What says summer afternoons on the porch like a gin & tonic? It’s the perfect drink to have in hand while I lounge and read, which is the inspiration for my summer porch cocktails series. Sadly, I’ve finished my spring stash of the stellar nectar that is Hendrick’s gin. It was a wonderful transition into summer, and made even a standard weeknight cocktail feel like a treat. Now that I’ve taken off my academic hat in favor of a little summer downtime, though, I’m embracing less formal concoctions. I stumbled upon this WSJ article—with tons of suggestions for upgrading a G&T—just as I was transitioning from my favorite spring cocktails to their summer cousins. I was inspired to experiment, so I sampled a few G&Ts made with Hendrick’s gin and Fentiman’s tonic. They were incredibly delicious—with more complex botanical flavors and less sweetness—but I don’t find that their undoubted superiority warrants the steep price of the ingredients. A humble combination of Seagram’s extra dry gin and Canada Dry tonic is perfectly acceptable, in my opinion. I pay this drink the same respect I would its pricier counterpart, and find the ritual equally enjoyable.
Gin & Tonic
1 part gin
2 parts tonic
large lime wedge
Pack a highball glass with as many large ice cubes as it will accommodate. Then, add 1 part gin to 2 parts tonic, until the glass is nearly overflowing. The amounts will depend upon the size of the glass and the amount of ice in it. Next, squeeze a generous lime wedge over the top, dunk the wedge into the glass, and stir with anything that’s handy–a fancy highball spoon, an iced tea spoon, a butter knife or a finger. The drink will stay cold without becoming too dilute thanks to the generous proportion of ice and the smaller surface area of the larger cubes.
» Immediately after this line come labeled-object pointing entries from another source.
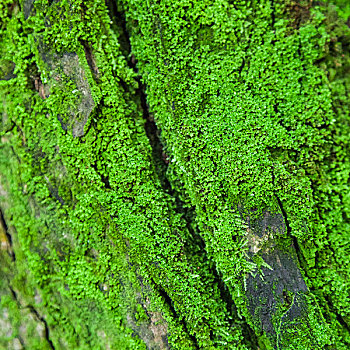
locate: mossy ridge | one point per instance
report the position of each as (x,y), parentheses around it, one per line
(251,113)
(95,187)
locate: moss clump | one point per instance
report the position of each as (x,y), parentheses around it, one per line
(229,235)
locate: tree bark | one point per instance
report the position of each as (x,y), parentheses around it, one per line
(174,175)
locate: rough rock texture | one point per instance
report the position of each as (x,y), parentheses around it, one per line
(174,174)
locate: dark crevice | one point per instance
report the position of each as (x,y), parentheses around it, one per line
(303,265)
(160,159)
(169,302)
(8,236)
(90,59)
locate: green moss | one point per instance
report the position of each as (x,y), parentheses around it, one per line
(253,111)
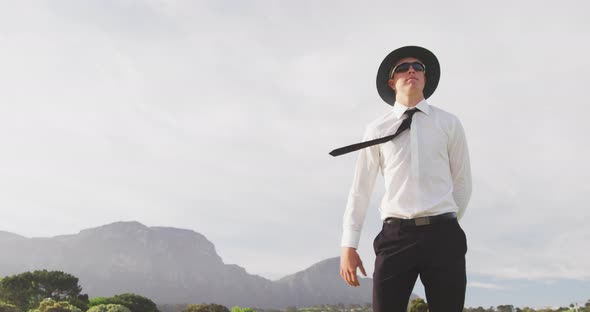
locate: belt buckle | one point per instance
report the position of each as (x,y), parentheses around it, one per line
(422,221)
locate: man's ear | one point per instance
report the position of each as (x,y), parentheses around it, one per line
(391,84)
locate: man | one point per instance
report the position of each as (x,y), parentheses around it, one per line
(424,161)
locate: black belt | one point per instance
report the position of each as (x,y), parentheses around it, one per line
(422,220)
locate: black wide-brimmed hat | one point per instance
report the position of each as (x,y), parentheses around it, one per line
(426,57)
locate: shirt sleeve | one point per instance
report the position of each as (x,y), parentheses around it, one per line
(367,166)
(460,167)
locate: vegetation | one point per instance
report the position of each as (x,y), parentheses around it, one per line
(7,307)
(27,290)
(50,305)
(109,308)
(56,291)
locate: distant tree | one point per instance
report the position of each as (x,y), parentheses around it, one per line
(109,308)
(26,290)
(205,308)
(418,305)
(7,307)
(98,301)
(50,305)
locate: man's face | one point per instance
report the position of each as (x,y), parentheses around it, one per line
(410,81)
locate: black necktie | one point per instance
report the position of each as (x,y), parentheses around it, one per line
(406,123)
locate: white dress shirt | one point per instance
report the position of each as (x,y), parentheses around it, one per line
(425,169)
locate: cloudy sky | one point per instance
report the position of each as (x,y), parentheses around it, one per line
(218,116)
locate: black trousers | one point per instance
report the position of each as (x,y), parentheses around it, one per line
(436,252)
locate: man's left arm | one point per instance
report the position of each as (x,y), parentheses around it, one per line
(460,166)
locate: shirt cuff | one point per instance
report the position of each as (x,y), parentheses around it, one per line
(350,238)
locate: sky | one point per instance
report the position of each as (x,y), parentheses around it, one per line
(218,116)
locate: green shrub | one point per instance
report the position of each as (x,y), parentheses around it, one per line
(109,308)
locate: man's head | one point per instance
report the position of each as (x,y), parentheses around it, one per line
(397,74)
(408,77)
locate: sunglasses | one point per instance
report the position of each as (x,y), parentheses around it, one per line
(404,67)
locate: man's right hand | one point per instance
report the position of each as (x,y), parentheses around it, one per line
(349,261)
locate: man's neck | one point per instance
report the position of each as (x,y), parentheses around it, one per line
(409,100)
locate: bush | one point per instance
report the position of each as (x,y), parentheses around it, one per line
(50,305)
(7,307)
(109,308)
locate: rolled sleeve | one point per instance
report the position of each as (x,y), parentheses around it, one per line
(366,169)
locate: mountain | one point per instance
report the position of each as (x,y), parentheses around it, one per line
(171,266)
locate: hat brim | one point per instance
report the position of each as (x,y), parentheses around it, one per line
(425,56)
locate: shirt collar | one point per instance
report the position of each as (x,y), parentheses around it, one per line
(399,109)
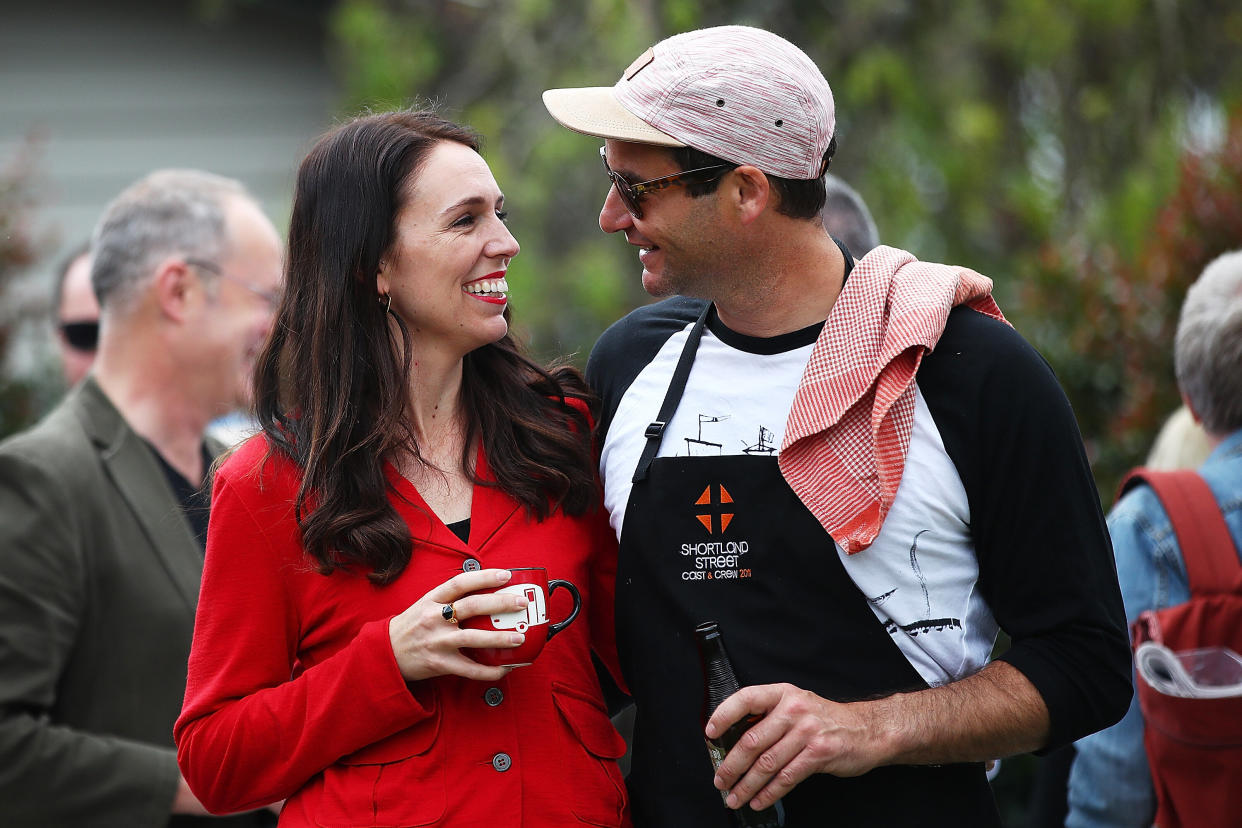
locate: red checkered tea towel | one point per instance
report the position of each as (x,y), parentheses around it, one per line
(850,425)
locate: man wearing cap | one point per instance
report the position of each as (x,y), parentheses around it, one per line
(857,468)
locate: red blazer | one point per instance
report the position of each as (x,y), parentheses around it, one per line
(293,692)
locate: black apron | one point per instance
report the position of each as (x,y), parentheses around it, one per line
(725,539)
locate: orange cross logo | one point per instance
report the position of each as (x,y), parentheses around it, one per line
(716,508)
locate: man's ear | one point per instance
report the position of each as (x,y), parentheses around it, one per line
(175,287)
(749,191)
(381,282)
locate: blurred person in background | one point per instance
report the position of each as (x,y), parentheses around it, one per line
(1110,778)
(847,219)
(103,515)
(1181,442)
(76,314)
(410,454)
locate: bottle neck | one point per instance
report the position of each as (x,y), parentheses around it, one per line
(720,682)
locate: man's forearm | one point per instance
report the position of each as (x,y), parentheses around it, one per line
(991,714)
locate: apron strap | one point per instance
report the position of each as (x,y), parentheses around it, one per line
(655,431)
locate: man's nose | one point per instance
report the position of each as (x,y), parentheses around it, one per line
(612,215)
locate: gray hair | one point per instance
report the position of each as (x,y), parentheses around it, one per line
(1207,353)
(169,212)
(846,217)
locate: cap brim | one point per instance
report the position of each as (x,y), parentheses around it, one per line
(594,111)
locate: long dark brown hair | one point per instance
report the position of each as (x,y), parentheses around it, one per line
(330,385)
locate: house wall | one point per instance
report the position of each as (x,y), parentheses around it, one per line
(108,91)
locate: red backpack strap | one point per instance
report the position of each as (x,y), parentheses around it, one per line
(1202,535)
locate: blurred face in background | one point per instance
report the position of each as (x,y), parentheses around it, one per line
(77,320)
(244,292)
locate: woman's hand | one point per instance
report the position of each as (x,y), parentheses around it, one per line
(426,646)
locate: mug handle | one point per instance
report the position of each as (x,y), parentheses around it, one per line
(578,605)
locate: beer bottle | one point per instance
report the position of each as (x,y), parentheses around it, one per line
(719,683)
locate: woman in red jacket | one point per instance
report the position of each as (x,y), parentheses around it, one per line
(409,456)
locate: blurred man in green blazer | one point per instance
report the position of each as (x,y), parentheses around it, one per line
(103,510)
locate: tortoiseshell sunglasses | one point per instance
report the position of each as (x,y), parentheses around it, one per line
(632,193)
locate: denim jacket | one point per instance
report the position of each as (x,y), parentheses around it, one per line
(1110,782)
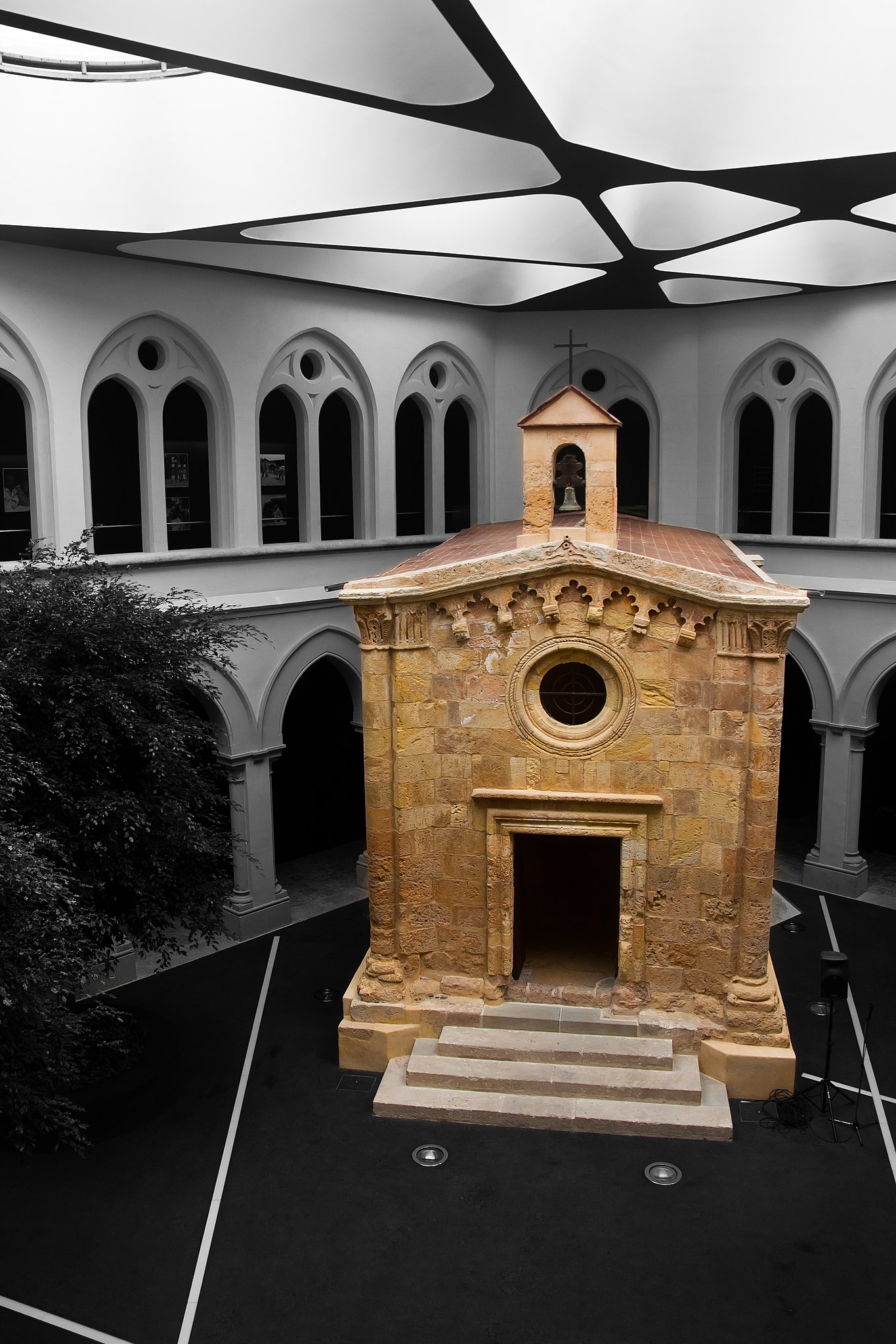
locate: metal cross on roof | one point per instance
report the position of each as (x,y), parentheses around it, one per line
(570,346)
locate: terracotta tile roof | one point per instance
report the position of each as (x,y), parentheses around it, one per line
(684,546)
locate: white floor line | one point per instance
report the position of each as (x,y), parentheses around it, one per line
(199,1273)
(815,1078)
(870,1072)
(60,1322)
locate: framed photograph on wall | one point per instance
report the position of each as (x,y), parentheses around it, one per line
(177,469)
(274,509)
(16,491)
(273,468)
(178,512)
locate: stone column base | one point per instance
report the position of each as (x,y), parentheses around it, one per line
(837,882)
(254,921)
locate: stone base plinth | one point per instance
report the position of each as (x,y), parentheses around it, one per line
(836,882)
(748,1073)
(258,920)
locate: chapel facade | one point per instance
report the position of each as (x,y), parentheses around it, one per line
(571,739)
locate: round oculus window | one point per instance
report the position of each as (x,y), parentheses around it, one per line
(572,693)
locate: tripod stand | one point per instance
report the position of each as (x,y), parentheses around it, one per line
(824,1088)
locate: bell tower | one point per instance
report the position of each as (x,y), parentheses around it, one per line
(568,471)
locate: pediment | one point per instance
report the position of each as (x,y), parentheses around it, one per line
(568,408)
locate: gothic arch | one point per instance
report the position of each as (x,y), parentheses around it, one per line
(20,367)
(337,647)
(880,394)
(309,367)
(857,703)
(758,376)
(182,358)
(817,674)
(438,377)
(621,382)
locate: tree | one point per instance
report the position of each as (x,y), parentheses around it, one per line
(114,820)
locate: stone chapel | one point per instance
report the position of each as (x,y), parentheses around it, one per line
(571,739)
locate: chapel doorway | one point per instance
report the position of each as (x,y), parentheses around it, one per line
(566,909)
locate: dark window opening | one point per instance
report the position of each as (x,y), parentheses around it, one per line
(320,807)
(187,491)
(888,472)
(336,440)
(15,527)
(813,444)
(572,693)
(410,469)
(278,469)
(457,468)
(113,445)
(633,459)
(756,458)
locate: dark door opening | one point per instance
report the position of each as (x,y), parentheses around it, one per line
(566,909)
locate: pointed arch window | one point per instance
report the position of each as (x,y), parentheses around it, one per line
(813,448)
(633,458)
(337,448)
(410,469)
(457,468)
(187,490)
(756,467)
(113,445)
(18,485)
(278,469)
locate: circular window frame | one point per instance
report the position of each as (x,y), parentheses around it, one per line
(535,724)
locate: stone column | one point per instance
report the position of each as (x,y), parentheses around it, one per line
(257,903)
(834,863)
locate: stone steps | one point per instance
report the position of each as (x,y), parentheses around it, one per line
(557,1047)
(427,1068)
(660,1120)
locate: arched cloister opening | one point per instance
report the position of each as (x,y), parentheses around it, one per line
(800,776)
(756,467)
(187,491)
(339,468)
(813,449)
(278,468)
(18,487)
(878,816)
(410,468)
(113,445)
(457,467)
(319,780)
(633,458)
(887,495)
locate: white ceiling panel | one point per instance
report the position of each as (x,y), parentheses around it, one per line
(704,290)
(210,150)
(390,49)
(813,251)
(668,215)
(544,227)
(459,280)
(700,85)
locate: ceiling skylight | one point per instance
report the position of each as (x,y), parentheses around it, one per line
(545,227)
(813,251)
(459,280)
(186,154)
(390,49)
(703,290)
(700,85)
(668,215)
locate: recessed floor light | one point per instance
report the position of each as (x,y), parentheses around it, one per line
(662,1174)
(430,1155)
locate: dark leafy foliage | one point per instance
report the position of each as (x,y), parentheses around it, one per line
(114,821)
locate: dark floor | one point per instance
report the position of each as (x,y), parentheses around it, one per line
(330,1233)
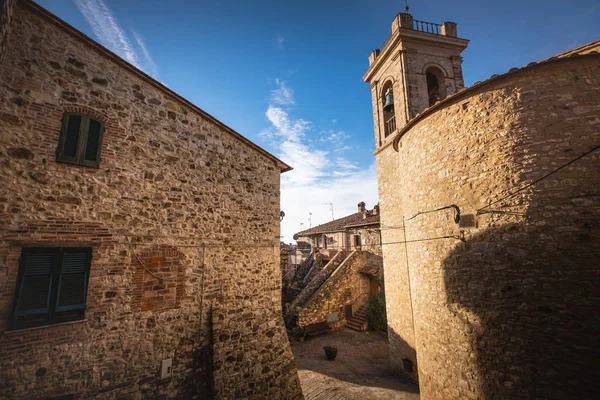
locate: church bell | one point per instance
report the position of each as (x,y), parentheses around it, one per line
(389,101)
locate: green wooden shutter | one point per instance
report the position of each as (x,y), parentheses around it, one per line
(94,136)
(72,285)
(36,282)
(71,136)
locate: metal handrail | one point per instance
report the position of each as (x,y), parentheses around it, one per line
(429,27)
(385,42)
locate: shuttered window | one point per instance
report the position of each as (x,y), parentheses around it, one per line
(80,140)
(51,286)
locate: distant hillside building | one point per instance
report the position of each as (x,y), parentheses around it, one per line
(489,196)
(332,287)
(359,230)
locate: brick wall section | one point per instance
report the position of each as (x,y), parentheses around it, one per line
(345,286)
(511,312)
(175,189)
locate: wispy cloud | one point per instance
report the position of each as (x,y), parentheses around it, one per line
(107,30)
(150,66)
(279,41)
(322,172)
(282,95)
A frosty, bitter sip of G&T is the summer equivalent of a fiery slug of brandy in the dead of winter. It’s cold on my lips, and chills a path from my tongue all the way to my core. It sustains me through the all-afternoon reading binges that happen when I have the opportunity to take my eye and my mind off the clock. With all of this extra time on my hands, and with an ever-present desire to make things more complicated, I decided to try my hand at making some tonic syrup. I’ll report back with my thoughts in another post, after I’ve sampled it.